Of keen interest is the following additional conclusion by the WCAB: "If a defendant's UR is  found invalid, the issue of medical necessity is not subject to IMR (underlining added) but is to be determined by the WCAB based upon substantial medical evidence, with the employee having the burden of proving the treatment is reasonably required."


Finally, WCAB also states that when UR is provided in a timely and valid manner  the issue of medical necessity shall be resolved through  the IMR process if requested by the employee (editor's note: it is the employee who must make the actual request).


Conclusion:


This decision has major importance for injured workers and their PTPs (primary treating physicians). For injured workers unfairly treated by  the system, this decision is a decided victory; however, there are caveats, e.g., it will not always be easy to decide when wrongful steps reflect  "minor technical or immaterial defects" or "material procedural defects."

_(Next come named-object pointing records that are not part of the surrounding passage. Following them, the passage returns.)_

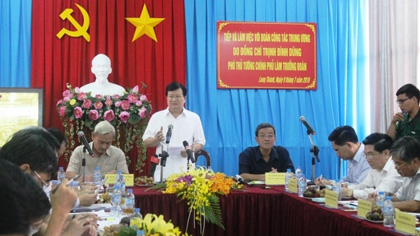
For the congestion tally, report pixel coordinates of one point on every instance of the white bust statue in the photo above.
(101, 67)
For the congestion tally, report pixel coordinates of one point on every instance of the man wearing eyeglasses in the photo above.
(383, 176)
(254, 162)
(406, 156)
(186, 126)
(345, 143)
(406, 122)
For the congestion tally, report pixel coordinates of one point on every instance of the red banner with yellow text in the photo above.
(266, 55)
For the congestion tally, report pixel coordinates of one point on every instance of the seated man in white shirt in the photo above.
(383, 175)
(406, 156)
(345, 143)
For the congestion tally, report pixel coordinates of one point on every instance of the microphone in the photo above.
(169, 134)
(85, 143)
(154, 161)
(189, 153)
(310, 130)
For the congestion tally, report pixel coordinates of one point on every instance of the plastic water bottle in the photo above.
(337, 188)
(61, 174)
(116, 201)
(380, 199)
(298, 172)
(302, 185)
(136, 216)
(97, 175)
(121, 181)
(286, 179)
(128, 207)
(388, 212)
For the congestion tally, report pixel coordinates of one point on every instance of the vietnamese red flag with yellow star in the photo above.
(144, 39)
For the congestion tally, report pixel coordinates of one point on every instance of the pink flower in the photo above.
(98, 105)
(125, 105)
(93, 114)
(109, 115)
(132, 98)
(66, 93)
(143, 98)
(108, 101)
(62, 111)
(81, 96)
(124, 116)
(87, 104)
(143, 112)
(77, 112)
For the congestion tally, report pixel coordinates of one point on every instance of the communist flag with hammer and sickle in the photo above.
(145, 40)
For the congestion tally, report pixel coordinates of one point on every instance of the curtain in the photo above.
(56, 62)
(231, 116)
(15, 43)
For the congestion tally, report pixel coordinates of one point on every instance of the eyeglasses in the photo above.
(176, 97)
(44, 183)
(370, 155)
(401, 101)
(399, 166)
(263, 136)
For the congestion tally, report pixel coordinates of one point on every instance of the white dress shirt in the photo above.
(186, 127)
(387, 180)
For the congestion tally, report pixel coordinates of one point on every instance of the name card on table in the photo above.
(275, 178)
(129, 179)
(293, 185)
(363, 207)
(331, 198)
(405, 222)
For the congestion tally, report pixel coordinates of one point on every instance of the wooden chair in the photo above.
(204, 153)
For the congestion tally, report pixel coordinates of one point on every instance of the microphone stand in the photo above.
(83, 164)
(314, 150)
(164, 155)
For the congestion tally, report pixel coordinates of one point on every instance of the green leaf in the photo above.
(213, 213)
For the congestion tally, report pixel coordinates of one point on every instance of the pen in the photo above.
(70, 181)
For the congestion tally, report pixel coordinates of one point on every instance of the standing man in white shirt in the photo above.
(383, 176)
(186, 127)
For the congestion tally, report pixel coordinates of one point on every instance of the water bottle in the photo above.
(61, 174)
(120, 180)
(388, 212)
(380, 199)
(136, 216)
(97, 175)
(128, 207)
(286, 179)
(302, 185)
(116, 201)
(337, 188)
(298, 173)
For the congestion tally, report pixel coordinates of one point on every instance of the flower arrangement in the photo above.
(200, 187)
(152, 225)
(127, 113)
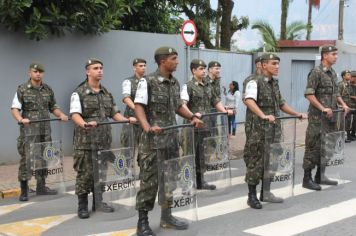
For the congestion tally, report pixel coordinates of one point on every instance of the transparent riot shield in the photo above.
(332, 147)
(212, 153)
(176, 171)
(279, 158)
(44, 157)
(113, 168)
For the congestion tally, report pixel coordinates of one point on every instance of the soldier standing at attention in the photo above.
(129, 87)
(263, 98)
(90, 103)
(33, 100)
(322, 93)
(344, 87)
(353, 104)
(199, 96)
(214, 77)
(156, 103)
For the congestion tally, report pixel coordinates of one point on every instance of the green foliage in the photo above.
(294, 31)
(39, 18)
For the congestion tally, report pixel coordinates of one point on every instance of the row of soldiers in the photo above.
(154, 100)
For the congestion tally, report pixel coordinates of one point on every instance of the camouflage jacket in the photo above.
(95, 107)
(215, 84)
(269, 100)
(133, 82)
(345, 90)
(37, 103)
(202, 96)
(162, 103)
(322, 83)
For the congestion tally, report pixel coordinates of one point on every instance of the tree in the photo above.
(229, 25)
(294, 31)
(311, 4)
(284, 16)
(153, 16)
(39, 19)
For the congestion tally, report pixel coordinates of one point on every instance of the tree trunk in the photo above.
(226, 24)
(309, 24)
(218, 20)
(284, 15)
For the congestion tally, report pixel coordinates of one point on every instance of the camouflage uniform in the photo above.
(163, 101)
(353, 106)
(215, 84)
(345, 91)
(37, 103)
(96, 106)
(269, 100)
(133, 80)
(322, 83)
(201, 98)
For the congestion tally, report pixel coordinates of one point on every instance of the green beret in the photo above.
(258, 59)
(195, 63)
(37, 66)
(92, 61)
(269, 56)
(165, 51)
(344, 72)
(327, 48)
(138, 60)
(214, 64)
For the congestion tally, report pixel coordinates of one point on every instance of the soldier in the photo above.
(353, 103)
(263, 98)
(129, 87)
(33, 100)
(156, 102)
(199, 96)
(214, 77)
(321, 92)
(90, 103)
(345, 92)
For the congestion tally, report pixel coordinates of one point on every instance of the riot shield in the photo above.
(279, 158)
(332, 146)
(44, 157)
(113, 167)
(176, 171)
(212, 152)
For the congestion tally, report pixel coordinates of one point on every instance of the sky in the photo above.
(324, 19)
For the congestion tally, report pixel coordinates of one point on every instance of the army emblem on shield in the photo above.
(339, 147)
(286, 159)
(120, 165)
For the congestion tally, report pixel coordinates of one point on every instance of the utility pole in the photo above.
(341, 19)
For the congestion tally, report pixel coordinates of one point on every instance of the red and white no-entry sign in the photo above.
(189, 32)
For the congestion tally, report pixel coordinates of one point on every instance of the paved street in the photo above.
(328, 212)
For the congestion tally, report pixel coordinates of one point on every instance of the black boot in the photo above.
(308, 181)
(24, 191)
(252, 200)
(41, 188)
(143, 227)
(320, 177)
(168, 221)
(267, 196)
(99, 205)
(83, 212)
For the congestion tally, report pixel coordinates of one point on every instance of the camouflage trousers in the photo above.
(254, 160)
(25, 171)
(152, 179)
(312, 152)
(83, 165)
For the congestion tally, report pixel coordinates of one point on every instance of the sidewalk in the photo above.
(9, 185)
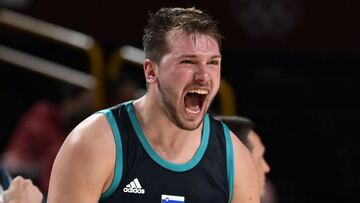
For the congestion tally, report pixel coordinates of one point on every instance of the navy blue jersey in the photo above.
(143, 176)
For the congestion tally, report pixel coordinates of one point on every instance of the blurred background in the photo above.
(289, 65)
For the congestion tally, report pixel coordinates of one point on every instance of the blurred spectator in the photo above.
(243, 128)
(41, 131)
(19, 190)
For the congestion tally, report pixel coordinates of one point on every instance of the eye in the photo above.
(214, 62)
(187, 61)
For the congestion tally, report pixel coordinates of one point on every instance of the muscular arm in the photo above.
(84, 165)
(246, 187)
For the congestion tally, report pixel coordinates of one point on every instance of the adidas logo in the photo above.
(134, 187)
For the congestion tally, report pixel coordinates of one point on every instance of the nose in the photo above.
(201, 74)
(266, 166)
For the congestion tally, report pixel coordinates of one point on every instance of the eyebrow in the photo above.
(194, 56)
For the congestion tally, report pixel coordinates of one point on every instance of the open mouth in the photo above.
(194, 100)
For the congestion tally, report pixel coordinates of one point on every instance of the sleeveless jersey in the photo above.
(143, 176)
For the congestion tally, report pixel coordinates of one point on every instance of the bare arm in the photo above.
(246, 186)
(83, 168)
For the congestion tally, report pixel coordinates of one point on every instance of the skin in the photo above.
(22, 190)
(193, 62)
(257, 153)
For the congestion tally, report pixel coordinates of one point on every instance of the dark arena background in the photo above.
(291, 64)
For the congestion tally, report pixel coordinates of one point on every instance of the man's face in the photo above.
(188, 77)
(257, 152)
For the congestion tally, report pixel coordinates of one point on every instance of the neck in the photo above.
(167, 139)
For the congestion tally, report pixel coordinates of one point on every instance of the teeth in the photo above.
(199, 91)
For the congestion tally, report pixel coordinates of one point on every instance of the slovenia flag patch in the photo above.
(172, 199)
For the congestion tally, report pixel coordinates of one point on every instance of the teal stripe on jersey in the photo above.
(168, 165)
(118, 160)
(229, 160)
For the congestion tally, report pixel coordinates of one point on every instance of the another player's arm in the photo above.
(246, 184)
(83, 168)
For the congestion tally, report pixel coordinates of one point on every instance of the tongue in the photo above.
(192, 101)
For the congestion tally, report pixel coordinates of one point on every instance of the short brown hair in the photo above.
(190, 20)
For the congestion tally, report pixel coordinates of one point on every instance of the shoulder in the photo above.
(87, 158)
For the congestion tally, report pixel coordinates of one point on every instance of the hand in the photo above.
(22, 191)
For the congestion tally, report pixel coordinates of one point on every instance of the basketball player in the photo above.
(163, 147)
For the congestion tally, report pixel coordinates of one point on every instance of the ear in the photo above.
(150, 71)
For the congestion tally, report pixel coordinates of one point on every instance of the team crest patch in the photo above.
(172, 199)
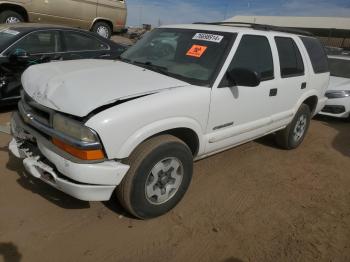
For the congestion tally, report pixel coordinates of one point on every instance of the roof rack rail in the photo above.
(260, 27)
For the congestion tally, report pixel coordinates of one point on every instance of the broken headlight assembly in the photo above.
(87, 146)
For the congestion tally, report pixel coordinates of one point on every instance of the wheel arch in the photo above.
(16, 8)
(101, 19)
(311, 102)
(189, 132)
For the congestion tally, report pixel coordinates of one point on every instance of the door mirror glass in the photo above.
(19, 55)
(243, 77)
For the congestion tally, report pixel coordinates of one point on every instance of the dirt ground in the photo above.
(252, 203)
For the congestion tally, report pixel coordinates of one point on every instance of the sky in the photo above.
(164, 12)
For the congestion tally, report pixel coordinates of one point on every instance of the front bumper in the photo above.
(84, 181)
(337, 107)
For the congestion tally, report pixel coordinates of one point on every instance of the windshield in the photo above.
(193, 56)
(7, 36)
(339, 67)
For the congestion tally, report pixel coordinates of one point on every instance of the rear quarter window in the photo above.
(290, 58)
(317, 54)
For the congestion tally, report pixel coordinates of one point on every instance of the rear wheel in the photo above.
(293, 135)
(103, 29)
(160, 173)
(10, 17)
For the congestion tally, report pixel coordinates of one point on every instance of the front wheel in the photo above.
(160, 173)
(293, 135)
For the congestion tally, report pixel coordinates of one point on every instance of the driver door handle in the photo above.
(273, 92)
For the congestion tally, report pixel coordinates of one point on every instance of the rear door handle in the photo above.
(273, 92)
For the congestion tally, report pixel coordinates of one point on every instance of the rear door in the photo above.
(241, 113)
(291, 76)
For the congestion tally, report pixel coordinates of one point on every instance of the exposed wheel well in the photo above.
(105, 21)
(187, 135)
(17, 8)
(311, 102)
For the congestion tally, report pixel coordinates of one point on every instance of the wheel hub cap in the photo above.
(164, 180)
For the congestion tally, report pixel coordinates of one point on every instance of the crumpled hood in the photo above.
(78, 87)
(339, 83)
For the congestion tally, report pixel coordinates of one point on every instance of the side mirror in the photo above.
(19, 55)
(243, 77)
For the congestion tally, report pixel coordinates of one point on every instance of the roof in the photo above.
(297, 21)
(225, 28)
(341, 57)
(29, 26)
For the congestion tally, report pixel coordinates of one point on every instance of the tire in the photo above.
(9, 16)
(165, 155)
(103, 29)
(293, 135)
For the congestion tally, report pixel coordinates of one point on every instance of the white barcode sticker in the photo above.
(208, 37)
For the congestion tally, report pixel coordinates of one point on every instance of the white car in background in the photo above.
(338, 93)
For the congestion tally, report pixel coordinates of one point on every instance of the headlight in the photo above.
(338, 94)
(73, 129)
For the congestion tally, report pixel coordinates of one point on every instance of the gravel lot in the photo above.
(252, 203)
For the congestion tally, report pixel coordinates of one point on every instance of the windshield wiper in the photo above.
(148, 65)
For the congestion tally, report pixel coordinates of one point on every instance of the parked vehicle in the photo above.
(100, 16)
(22, 45)
(160, 108)
(338, 93)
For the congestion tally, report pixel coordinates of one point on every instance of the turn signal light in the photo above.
(79, 153)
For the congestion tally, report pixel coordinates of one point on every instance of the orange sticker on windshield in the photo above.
(197, 50)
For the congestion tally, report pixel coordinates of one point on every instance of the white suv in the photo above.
(182, 93)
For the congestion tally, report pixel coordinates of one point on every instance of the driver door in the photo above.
(240, 113)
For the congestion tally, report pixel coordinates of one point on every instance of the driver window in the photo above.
(254, 53)
(39, 43)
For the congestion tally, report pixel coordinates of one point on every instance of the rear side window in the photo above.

Editor's comment: The Achilles' heel in the process is UR where many of the participants are not licensed in California and are not subject to the jurisdiction of this state's medical board or even to the jurisdiction of their own state medical board since the latter board does not have jurisdiction in California. These UR decisions may often be careless in part because they're not subject to public policy review by any state medical board.


Reference


Jose Dubon vs World Restoration and State Compensation Insurance Fund, Case Nos. ADJ 4274323 (ANA 0387677) and ADJ 1601669 (ANA 0388466).